Wednesday, March 17, 2021

They stood by

In his September 2020 debate with Joe Biden, Trump told the Proud Boys to "stand back and stand by." They did just that. When he called for a crowd to march on the Capitol on January 6, the Proud Boys led the way.
F.B.I. agents have arrested two organizers for the Proud Boys in Philadelphia and North Carolina, and prosecutors filed new charges against two other prominent members of the far-right group in Florida and Washington State as federal authorities continued their crackdown on its leadership ranks, three law enforcement officials said on Wednesday.

With the new conspiracy indictment, prosecutors have now brought charges against a total of 13 people identified in court papers as members of the Proud Boys. Federal investigators have described the group, which appeared in force in Washington on Jan. 6, as one of the chief instigators of the riot at the Capitol that left five people dead, including a Capitol Police officer.

In the indictment, prosecutors accused Charles Donohoe, a Proud Boys leader from North Carolina, and Zach Rehl, the president of the group’s chapter in Philadelphia, of conspiring to interfere with law enforcement officers at the Capitol and obstruct the certification of President Biden’s electoral victory. Two other high-ranking Proud Boys who were already facing similar charges — Ethan Nordean of Auburn, Wash., and Joseph Biggs of Ormond Beach, Fla. — were also implicated as part of the conspiracy.

  NYT
Also...


More Proud Boys members arrested in the case:  William Chrestman, Louis Enrique Colon and Christopher Kuehne, taken into custody near Kansas City, Missouri, and Cory and Felicia Konold, brother and sister, arrested in Arizona,


UPDATE:
At least 19 leaders, members or associates of the neo-fascist Proud Boys have been charged in federal court with offenses related to the 6 January riot, which resulted in five deaths.

The latest indictment suggests the Proud Boys deployed a much larger contingent in Washington, with more than 60 users “participating in” an encrypted messaging channel for group members created a day before.
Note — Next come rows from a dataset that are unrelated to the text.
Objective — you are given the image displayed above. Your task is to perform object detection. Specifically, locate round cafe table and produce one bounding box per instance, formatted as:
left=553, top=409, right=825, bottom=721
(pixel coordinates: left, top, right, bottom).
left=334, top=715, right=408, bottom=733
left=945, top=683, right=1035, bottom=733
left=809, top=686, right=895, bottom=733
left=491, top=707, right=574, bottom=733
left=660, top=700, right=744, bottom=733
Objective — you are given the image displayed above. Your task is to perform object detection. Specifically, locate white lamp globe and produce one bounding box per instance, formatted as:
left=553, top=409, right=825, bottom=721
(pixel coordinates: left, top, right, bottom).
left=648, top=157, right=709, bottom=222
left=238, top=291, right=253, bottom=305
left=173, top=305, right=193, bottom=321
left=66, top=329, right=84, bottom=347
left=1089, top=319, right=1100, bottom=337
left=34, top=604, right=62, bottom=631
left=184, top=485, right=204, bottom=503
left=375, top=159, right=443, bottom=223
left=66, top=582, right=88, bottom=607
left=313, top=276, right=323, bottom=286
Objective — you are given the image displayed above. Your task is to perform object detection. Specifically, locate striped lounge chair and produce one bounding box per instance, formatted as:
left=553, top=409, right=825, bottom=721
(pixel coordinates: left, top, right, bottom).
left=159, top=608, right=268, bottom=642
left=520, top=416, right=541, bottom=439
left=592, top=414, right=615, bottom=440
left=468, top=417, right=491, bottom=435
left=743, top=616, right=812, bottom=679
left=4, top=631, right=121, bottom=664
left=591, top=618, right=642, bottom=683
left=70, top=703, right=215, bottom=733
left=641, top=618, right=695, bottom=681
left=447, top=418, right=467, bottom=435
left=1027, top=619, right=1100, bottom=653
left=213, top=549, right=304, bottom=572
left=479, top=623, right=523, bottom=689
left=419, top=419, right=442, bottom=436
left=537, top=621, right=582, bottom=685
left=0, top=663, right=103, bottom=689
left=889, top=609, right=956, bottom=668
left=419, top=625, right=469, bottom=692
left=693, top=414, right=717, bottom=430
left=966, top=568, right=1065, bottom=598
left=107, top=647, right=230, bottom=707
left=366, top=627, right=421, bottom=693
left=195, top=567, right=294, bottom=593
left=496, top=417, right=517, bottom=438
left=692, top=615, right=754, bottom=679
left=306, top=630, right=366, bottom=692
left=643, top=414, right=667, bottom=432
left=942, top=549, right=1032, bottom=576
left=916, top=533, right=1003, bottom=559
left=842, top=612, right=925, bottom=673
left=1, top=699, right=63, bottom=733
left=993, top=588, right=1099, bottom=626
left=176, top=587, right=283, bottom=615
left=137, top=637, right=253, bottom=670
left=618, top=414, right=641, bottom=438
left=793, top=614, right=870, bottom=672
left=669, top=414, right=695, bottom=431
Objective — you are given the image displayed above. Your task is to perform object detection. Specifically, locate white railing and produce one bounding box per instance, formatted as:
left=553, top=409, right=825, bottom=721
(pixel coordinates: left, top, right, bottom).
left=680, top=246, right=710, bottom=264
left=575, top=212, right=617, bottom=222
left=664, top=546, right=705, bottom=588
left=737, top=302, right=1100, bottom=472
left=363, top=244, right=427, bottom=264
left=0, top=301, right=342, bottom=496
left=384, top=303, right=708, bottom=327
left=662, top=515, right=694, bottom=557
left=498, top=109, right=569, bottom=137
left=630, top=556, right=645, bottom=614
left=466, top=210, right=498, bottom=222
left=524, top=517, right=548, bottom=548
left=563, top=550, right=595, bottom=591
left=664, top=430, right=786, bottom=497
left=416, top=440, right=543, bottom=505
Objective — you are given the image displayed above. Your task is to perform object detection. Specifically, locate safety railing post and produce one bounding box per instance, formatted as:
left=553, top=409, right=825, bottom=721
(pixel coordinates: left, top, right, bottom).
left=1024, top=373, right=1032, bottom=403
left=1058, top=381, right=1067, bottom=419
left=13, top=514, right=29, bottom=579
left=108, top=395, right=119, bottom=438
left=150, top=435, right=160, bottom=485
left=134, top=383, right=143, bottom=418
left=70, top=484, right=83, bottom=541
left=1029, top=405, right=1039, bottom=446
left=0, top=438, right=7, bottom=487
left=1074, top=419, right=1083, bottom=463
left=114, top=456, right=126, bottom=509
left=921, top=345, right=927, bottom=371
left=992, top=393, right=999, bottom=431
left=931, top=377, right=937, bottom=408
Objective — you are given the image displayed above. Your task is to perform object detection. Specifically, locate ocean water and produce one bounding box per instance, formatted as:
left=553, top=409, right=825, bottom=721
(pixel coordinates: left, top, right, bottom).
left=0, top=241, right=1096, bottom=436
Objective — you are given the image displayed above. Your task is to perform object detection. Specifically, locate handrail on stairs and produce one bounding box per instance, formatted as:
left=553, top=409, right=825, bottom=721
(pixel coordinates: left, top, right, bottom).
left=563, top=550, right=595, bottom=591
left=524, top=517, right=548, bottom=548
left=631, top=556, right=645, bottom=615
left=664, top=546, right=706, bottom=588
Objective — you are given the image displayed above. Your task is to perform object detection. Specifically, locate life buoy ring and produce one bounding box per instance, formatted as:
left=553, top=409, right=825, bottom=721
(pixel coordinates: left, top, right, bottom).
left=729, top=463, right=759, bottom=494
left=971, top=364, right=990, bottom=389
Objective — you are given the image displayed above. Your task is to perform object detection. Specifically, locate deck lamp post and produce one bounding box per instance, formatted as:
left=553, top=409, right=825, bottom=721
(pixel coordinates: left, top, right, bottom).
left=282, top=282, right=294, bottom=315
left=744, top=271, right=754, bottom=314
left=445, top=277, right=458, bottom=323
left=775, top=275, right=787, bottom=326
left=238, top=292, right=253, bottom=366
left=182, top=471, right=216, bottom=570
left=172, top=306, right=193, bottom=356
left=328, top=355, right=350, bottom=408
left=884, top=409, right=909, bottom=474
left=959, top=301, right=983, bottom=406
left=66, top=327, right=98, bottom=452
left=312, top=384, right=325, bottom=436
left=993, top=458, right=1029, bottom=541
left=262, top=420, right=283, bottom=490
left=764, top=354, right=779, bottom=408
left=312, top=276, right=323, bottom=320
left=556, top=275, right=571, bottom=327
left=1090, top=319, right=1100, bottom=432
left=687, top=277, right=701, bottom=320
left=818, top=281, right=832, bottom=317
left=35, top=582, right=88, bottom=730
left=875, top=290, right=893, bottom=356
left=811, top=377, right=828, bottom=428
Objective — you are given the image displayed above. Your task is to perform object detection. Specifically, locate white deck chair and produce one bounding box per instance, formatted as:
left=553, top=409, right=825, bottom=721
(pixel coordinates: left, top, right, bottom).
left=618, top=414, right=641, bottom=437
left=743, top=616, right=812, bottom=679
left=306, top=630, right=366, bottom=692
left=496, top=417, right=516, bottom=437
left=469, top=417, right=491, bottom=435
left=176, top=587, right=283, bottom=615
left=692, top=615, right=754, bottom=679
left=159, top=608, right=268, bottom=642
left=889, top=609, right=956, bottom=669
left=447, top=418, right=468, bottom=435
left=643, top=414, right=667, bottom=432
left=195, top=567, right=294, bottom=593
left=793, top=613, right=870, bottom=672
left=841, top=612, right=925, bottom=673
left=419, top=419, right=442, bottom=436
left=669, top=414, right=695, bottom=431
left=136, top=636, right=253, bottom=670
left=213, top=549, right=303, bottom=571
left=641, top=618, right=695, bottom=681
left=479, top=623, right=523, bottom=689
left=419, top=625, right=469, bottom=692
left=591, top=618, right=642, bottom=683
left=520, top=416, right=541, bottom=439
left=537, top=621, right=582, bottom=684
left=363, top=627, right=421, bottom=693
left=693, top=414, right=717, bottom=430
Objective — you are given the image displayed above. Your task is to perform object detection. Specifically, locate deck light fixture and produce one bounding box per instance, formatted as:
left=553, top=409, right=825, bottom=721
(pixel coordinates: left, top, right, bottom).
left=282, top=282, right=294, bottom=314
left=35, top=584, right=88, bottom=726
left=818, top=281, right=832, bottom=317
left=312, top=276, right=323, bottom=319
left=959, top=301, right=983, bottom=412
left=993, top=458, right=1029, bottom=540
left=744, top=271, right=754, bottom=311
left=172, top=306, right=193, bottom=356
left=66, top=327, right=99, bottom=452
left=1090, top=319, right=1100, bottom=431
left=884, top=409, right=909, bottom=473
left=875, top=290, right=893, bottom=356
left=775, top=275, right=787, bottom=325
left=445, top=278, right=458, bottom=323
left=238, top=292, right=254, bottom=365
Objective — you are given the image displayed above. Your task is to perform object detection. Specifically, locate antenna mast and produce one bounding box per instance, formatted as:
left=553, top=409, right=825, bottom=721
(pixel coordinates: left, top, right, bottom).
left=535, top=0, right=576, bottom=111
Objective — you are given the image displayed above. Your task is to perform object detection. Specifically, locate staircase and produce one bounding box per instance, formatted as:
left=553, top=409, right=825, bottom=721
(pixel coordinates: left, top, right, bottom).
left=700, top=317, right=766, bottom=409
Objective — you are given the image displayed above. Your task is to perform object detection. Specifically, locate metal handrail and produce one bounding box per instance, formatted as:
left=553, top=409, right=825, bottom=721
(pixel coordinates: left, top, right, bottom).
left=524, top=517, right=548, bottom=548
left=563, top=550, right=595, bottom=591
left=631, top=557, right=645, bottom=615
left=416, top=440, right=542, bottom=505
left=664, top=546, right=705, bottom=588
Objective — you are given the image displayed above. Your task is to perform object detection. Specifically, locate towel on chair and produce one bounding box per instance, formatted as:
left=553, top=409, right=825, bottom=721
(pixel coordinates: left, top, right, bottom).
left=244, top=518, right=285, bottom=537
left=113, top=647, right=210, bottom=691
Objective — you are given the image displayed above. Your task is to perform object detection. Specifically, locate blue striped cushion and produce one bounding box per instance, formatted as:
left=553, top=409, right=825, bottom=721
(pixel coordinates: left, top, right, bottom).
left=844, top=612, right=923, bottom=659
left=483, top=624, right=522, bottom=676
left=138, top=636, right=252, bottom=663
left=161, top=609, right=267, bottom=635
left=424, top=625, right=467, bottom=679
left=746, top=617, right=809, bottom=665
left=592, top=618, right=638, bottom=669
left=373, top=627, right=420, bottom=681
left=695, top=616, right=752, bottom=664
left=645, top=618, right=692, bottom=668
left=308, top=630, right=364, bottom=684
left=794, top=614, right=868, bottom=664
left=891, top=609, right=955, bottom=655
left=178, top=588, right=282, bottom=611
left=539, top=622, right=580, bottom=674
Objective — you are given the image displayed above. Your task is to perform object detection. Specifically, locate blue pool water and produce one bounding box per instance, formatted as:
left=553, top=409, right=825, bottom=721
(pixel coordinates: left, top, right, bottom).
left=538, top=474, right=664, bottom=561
The Proud Boys abandoned an earlier channel and created the new Boots on the Ground channel after police arrested the group’s leader, Enrique Tarrio, in Washington. Tarrio was arrested on 4 January and charged with vandalizing a Black Lives Matter banner at a historic Black church during a protest in December. He was ordered to stay out of the District of Columbia.

[...]

All four defendants are charged with conspiring to impede certification of the electoral college vote. Other charges in the indictment include obstruction of an official proceeding, obstruction of law enforcement during civil disorder and disorderly conduct.